Mejia can apply for re-instatement in one year, but will have to sit out two seasons before he can take the field again. Reinstatement appears unlikely at this time. Two of Mejia's failed doping tests, including the latest, involved the substance boldenone, which has been used to gain an edge in horse racing. However, being the first case under a relatively new policy, anything is possible for Mejia.
PEDs have been rampant in sports for a long time, but the issue has haunted Major League Baseball since the 1990's. Baseball began suspending players for PED use in 2004. At that time, the league extended suspensions of 10 days for a first doping offense, 30 days for a second, 60 days for a third, and lifetime ban for a fourth failed drug test. Under pressure from the United States Congress in 2005, baseball toughened the penalties for first, second, and third doping offenses to 50 games, 100 games, and life, respectively. In 2014, MLB upped the punishments once again, to 80-games, 162-games, and life.
Mejia's suspension will be honored internationally by professional leagues in Japan, South Korea, and Mexico, as well as affiliated Minor League Baseball teams in the United States. American independent leagues are under no obligation to comply with his suspension, but still may choose to do so.

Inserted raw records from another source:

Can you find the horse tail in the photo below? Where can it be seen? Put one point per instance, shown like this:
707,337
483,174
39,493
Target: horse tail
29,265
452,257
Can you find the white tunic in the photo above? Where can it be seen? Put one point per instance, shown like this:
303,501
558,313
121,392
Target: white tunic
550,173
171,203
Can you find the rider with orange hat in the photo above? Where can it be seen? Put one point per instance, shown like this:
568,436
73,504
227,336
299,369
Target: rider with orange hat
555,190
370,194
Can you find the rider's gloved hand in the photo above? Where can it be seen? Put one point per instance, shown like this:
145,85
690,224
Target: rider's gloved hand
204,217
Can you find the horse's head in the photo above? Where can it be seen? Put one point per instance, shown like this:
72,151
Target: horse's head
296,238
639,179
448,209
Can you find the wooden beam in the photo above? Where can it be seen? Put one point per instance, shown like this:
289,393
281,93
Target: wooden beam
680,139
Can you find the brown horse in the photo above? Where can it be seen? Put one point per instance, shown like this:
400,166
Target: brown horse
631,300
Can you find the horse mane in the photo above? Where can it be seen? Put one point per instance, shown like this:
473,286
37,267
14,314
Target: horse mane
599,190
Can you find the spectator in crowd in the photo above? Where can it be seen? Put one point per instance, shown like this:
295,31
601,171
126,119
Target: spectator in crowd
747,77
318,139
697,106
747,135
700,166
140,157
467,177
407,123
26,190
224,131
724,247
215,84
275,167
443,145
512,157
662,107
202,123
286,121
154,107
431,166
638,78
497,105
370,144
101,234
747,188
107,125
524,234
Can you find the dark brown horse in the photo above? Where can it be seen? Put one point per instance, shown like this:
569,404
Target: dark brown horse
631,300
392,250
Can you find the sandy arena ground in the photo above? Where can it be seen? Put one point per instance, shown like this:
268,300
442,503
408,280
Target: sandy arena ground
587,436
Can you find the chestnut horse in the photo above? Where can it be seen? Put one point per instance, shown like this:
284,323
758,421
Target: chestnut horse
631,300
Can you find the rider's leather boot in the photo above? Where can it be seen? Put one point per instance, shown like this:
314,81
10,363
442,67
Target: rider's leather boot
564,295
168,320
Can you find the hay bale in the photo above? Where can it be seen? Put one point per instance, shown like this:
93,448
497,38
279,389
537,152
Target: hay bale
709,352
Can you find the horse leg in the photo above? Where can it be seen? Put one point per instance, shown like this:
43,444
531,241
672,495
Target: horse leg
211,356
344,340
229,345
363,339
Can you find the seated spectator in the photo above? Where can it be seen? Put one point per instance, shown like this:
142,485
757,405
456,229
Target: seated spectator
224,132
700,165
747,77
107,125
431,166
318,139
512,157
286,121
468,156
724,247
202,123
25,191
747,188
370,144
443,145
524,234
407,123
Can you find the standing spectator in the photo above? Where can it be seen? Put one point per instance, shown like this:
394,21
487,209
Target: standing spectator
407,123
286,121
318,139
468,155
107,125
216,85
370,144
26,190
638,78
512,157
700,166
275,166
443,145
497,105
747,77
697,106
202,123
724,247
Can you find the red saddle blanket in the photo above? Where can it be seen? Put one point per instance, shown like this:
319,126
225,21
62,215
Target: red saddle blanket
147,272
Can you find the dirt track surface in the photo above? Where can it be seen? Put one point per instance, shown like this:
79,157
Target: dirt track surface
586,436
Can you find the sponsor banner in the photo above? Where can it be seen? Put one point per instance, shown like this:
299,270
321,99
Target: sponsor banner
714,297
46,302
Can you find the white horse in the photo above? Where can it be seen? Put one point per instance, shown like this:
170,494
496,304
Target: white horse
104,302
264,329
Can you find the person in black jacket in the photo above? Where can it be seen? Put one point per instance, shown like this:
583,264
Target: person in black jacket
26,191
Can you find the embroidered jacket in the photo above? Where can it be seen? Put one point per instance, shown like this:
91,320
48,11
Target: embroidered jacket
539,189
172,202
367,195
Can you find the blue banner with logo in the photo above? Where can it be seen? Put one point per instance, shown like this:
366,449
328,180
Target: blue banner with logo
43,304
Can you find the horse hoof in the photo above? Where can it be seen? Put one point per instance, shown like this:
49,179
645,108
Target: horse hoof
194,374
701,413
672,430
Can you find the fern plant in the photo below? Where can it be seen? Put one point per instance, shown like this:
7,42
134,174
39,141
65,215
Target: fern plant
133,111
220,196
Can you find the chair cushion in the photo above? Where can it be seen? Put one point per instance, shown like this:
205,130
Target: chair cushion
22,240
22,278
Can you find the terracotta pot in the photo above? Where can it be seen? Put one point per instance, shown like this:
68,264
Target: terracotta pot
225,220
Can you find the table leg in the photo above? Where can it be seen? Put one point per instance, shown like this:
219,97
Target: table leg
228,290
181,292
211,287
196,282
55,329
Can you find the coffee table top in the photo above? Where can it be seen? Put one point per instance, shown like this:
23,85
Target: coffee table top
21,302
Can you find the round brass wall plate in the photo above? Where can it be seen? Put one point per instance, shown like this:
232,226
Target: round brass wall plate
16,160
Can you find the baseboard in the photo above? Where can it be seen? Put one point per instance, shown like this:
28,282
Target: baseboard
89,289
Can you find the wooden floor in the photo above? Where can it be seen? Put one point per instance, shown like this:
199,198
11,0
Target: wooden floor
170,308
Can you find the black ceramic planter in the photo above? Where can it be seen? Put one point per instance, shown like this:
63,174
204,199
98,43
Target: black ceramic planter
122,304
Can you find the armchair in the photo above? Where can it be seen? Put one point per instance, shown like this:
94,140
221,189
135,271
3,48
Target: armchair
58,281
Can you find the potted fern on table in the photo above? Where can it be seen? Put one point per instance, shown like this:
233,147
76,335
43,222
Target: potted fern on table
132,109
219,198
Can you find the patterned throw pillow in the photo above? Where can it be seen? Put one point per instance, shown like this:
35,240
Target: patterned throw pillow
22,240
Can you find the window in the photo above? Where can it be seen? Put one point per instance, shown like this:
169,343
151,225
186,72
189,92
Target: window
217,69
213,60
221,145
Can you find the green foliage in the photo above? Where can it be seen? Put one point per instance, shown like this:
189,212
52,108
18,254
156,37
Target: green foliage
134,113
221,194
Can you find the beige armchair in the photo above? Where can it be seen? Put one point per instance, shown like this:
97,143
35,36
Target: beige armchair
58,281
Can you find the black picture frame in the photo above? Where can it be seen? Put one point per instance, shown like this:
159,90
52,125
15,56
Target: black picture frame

Since 2004, when baseball introduced it's aggressive anti-doping strategy, a number of players have been suspended for using PEDs, but up until now, none have tested positive three separate times. During the 2014 season, New York Yankee Alex Rodriguez served a 162-game suspension -unprecedented at the time - for his role in the biogenesis scandal. However, he has never failed an official drug test, and is in no danger of being banished.
Baseball has a long history of banishments, though mostly for gambling offenses. Eight members of the 1919 Chicago White Sox, including the great "Shoeless" Joe Jackson, were banned after gamblers paid them to lose that year's World Series. In 1989, then-commissioner Bart Giamatti banned Pete Rose, baseball's all-time leader in hits with 4, 256, for his involvement with gambling on baseball, including placing bets on the Cincinnati Reds, while managing the club. There is no evidence that Rose ever bet against the Reds, however he, as well as Jackson, who died in 1951, remain ineligible for entrance into baseball's Hall of Fame, to this day.
Throughout history, it hasn't been uncommon for baseball to eventually overturn lifetime bans. Hall of famers Mickey Mantle, Willie Mays, and Ferguson were all banned from baseball at one time-or-another, before being re-instated. Well known owners such as George Steinbrenner and Marge Schott were also reinstated after facing banishment.
For Mejia, it wouldn't be surprising if he's thrown his last pitch in the majors. After decades of turning a blind eye, baseball is committed to cleaning up the game, and ridding it of performance enhancing drugs. Players like Mark McGwire, Roger Clemens, and Barry Bonds, among others, have been disgraced by steroid use in recent. All three of those guys were locks to make the Hall of Fame until news of their doping broke. Today, they are long-shots at best, and MLB has shown no signs of softening it's position. With baseball going as far as shaming some of their greatest players ever, it's unlikely that Mejia, a youngster with no regard for the rules, will get any reprieve from them.